1. Social media driving the news agenda
Australians are shifting their news consumption habits, with young people, in particular, turning to social media platforms, such as TikTok and Instagram, to get the latest updates in real-time. According to a Reuters Institute Report, people are being driven by a desire for “more accessible, informal, and entertaining news formats, often delivered by influencers rather than journalists”. While influencers do have incredible trust with their followers, it is crucial that consumers (and brand partners) exercise caution not to mistake opinions as independent news sources.
2. Cost of living and financial stress will still be high on the agenda
Australia’s cost of living crisis is adding incredible strain to families right across the nation. With interest rates at all-time high, and no relief expected for some months, brands need to be thoughtful in their communications and take into consideration how future campaigns may land in this environment. When targeting people’s purse strings, companies need to be considered and ensure messaging is not tone deaf.
3. Increasing reliance on AI
Last year saw many exciting developments of artificial intelligence technology being more widely available and used in the forms of ChatGPT and updates from Meta. Most industries are on the AI journey, and marketing/communications is no exception. We can expect AI to become more embedded in the content development toolbelt to support campaign ideation and execution as a way to help streamline processes and spark new ideas.
4. Call for big corporations to be more transparent and authentic
In 2023, many corporations came under fire for a lack of transparency and authenticity, with consumers unafraid to voice their criticisms on social media. To avoid becoming an example of what not to do, organisations need to ensure communications are prompt, genuine and take responsibility when its due. Advance preparation of issues and crisis communication plans can help avoid any knee-jerk reactions.

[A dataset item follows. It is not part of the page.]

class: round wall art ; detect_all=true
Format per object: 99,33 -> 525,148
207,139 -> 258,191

5. Companies to navigate greenwashing and sustainability claims
Last year, the ACCC published a draft guidance to improve the integrity of environmental and sustainability claims made by businesses and to protect consumers from ‘greenwashing’. As such, ESG will be high on the priority list in 2024, meaning close attention will be paid to how organisations navigate and communicate their sustainability goals.

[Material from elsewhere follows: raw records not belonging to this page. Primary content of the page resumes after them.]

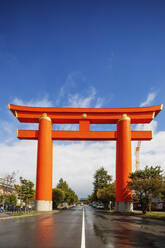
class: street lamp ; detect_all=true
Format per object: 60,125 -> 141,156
19,177 -> 22,212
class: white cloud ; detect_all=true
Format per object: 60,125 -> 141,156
140,92 -> 157,107
67,87 -> 104,108
13,96 -> 53,107
0,87 -> 165,197
0,132 -> 165,197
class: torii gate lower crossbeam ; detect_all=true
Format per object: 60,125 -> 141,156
9,104 -> 162,212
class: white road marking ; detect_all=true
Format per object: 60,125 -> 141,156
81,208 -> 85,248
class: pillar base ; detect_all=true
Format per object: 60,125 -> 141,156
36,200 -> 52,211
115,202 -> 133,213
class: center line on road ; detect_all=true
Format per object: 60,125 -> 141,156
81,208 -> 85,248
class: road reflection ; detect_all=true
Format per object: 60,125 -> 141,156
93,214 -> 136,248
35,215 -> 56,247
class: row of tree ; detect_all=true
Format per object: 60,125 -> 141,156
88,167 -> 115,209
88,166 -> 165,213
0,172 -> 35,210
53,178 -> 78,208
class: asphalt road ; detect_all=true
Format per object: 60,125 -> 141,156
0,206 -> 165,248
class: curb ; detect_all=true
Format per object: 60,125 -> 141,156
0,210 -> 60,221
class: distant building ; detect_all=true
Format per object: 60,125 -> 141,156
0,178 -> 17,195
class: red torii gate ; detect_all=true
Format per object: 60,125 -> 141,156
9,104 -> 163,211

6. The return of events and activations
Post-pandemic times has seen an influx of brand events and activations, with the people eager to mingle as we once did. While we expect this to continue in 2024, brands should be considered in how they are marketing to the masses who are experiencing cost-of-living pressures. Influencer content should also take the same approach as they play a crucial role in building trust on behalf of the brand. To read more about how to achieve this click here.

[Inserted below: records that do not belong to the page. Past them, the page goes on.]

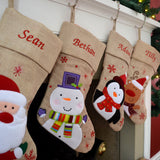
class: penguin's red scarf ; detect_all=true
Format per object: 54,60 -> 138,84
97,87 -> 121,112
49,110 -> 82,138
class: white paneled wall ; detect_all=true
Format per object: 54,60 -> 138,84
0,0 -> 160,158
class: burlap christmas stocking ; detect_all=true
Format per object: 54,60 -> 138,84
124,40 -> 160,123
93,31 -> 133,131
0,8 -> 62,160
38,22 -> 105,152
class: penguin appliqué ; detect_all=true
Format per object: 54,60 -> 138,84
93,74 -> 126,124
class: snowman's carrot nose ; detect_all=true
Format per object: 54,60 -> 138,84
113,92 -> 117,97
63,98 -> 71,101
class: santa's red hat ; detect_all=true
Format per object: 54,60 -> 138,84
0,75 -> 27,107
132,76 -> 149,90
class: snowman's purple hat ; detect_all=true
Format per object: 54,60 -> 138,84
58,72 -> 80,89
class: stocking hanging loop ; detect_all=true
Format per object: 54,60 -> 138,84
111,1 -> 120,31
135,16 -> 146,40
68,0 -> 79,23
8,0 -> 14,8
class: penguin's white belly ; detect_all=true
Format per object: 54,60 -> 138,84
43,119 -> 82,149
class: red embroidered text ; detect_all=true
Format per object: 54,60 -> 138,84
145,50 -> 156,62
73,38 -> 95,56
18,30 -> 45,50
118,43 -> 131,56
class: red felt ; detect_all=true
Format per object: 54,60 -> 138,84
0,112 -> 13,123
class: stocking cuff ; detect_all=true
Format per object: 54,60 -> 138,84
0,8 -> 62,73
133,40 -> 160,72
59,22 -> 105,71
106,31 -> 133,65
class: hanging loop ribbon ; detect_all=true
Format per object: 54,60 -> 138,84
112,1 -> 120,31
135,16 -> 146,40
8,0 -> 14,8
68,0 -> 79,23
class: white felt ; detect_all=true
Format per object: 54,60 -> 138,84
0,90 -> 27,107
14,147 -> 23,159
50,87 -> 84,115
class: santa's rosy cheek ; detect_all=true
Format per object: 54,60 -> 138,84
53,99 -> 61,105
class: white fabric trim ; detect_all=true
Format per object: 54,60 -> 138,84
132,80 -> 143,90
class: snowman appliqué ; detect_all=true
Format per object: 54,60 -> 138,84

7. More regulation around child influencers
With a growing number of young people joining the social media landscape, so too should the legislations to protect them. Last year, the Australian Association of National Advertisers (AANA) introduced changes to the Children’s Advertising Code, and Meta published a cybersafety guide for parents. The US and France have both introduced legislation that ensures young social influencers are compensated and have the right to remove content, increasing talks in Australia to do the same.